Des combats haletants au cœur d’une Chine ancestrale splendide aux valeurs traditionnelles. Loin d’être simpliste, le film aborde de nombreux thèmes, de la paternité à la quête d’identité. Petit bémol : on ne sort pas hilare.

Pour le deuxième épisode de la saga Kung-Fu Panda, les scénaristes Jonathan Aibel et Glenn Berger ont créé une intrigue bien étoffée. Ils ont su faire de cette œuvre un voyage au cœur d’un système de valeurs ancestral aux côtés d’un héros panda un peu ridicule!
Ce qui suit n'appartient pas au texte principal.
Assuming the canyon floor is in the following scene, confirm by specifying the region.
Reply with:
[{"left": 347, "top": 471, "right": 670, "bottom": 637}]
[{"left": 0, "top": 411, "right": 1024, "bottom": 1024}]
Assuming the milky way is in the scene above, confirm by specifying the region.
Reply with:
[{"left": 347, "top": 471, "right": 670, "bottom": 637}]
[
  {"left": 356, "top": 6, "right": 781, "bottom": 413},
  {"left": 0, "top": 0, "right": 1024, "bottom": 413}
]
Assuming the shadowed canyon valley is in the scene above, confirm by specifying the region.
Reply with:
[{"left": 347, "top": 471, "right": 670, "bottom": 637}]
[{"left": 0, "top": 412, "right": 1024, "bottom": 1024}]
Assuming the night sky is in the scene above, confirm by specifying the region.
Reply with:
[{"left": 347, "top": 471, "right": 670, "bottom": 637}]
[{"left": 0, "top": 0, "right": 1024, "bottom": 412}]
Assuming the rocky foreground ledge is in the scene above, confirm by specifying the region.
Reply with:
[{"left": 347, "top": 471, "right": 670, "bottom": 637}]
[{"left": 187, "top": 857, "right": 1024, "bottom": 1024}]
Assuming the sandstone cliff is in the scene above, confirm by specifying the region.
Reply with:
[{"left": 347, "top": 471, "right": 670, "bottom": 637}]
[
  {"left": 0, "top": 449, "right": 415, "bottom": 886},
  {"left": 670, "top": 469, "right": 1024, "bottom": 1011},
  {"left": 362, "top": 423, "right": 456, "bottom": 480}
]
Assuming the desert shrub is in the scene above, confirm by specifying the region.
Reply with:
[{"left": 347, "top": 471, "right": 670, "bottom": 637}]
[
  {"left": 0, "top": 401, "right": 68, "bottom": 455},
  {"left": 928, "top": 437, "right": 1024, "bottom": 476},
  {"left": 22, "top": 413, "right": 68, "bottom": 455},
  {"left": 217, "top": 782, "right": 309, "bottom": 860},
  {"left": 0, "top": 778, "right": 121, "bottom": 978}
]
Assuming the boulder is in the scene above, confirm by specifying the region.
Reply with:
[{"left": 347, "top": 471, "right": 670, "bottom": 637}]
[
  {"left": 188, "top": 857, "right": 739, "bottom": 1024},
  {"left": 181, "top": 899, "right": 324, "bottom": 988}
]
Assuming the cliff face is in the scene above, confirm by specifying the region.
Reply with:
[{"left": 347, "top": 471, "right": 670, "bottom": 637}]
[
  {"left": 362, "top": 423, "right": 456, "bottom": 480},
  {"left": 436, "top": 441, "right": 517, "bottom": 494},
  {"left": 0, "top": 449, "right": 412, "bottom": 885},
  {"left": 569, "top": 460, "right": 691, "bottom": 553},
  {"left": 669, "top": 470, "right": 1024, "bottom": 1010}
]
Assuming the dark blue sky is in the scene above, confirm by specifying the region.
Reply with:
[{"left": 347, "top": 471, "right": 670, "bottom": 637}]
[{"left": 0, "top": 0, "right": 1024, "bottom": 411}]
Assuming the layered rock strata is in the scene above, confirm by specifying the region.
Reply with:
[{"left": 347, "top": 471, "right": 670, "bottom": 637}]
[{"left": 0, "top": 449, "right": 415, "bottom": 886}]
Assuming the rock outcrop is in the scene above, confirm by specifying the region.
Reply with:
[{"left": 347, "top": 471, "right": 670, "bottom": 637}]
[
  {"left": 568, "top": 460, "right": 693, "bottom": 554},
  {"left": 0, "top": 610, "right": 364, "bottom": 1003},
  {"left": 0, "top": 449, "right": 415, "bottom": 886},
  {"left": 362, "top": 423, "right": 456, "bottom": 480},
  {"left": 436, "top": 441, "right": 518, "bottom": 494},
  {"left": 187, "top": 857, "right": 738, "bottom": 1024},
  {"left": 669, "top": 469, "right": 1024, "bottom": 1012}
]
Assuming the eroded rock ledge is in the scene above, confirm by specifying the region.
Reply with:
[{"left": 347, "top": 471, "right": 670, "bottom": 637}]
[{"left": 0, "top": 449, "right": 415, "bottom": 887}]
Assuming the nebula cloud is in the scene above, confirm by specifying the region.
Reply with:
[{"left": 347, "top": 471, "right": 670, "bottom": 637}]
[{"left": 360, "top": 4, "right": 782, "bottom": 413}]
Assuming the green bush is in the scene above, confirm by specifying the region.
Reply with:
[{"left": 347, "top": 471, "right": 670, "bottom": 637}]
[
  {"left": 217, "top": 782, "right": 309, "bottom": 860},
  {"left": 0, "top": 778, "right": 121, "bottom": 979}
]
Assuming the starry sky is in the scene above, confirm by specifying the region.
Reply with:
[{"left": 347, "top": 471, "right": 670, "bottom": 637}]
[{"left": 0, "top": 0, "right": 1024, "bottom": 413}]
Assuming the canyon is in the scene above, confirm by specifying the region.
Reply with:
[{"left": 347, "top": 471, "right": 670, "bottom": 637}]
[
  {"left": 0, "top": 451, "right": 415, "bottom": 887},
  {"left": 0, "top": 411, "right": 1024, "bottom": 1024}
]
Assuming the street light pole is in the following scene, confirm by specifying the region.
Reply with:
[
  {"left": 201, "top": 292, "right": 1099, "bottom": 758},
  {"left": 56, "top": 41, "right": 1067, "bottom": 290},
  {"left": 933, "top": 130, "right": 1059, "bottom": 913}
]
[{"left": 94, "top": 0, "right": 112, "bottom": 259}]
Toutes les occasions sont bonnes pour aborder de nombreux thèmes assez hétéroclites. En effet les protagonistes de cette aventure pratiquent les arts martiaux chinois. En enrichissant cette toile de fond, les scénaristes ont déjà su aborder des sujets assez divers. Dans ce
nouvel épisode de la saga, le personnage principal de l’œuvre, Po, le panda maître de kung-fu, doit trouver la paix intérieure. Voilà une occasion rêvée pour montrer premièrement l’évolution d’un personnage qui travaille sur lui-même. Mais on en profite aussi pour traiter les sujets de l’identité et de l’adoption. C’est plutôt réussi !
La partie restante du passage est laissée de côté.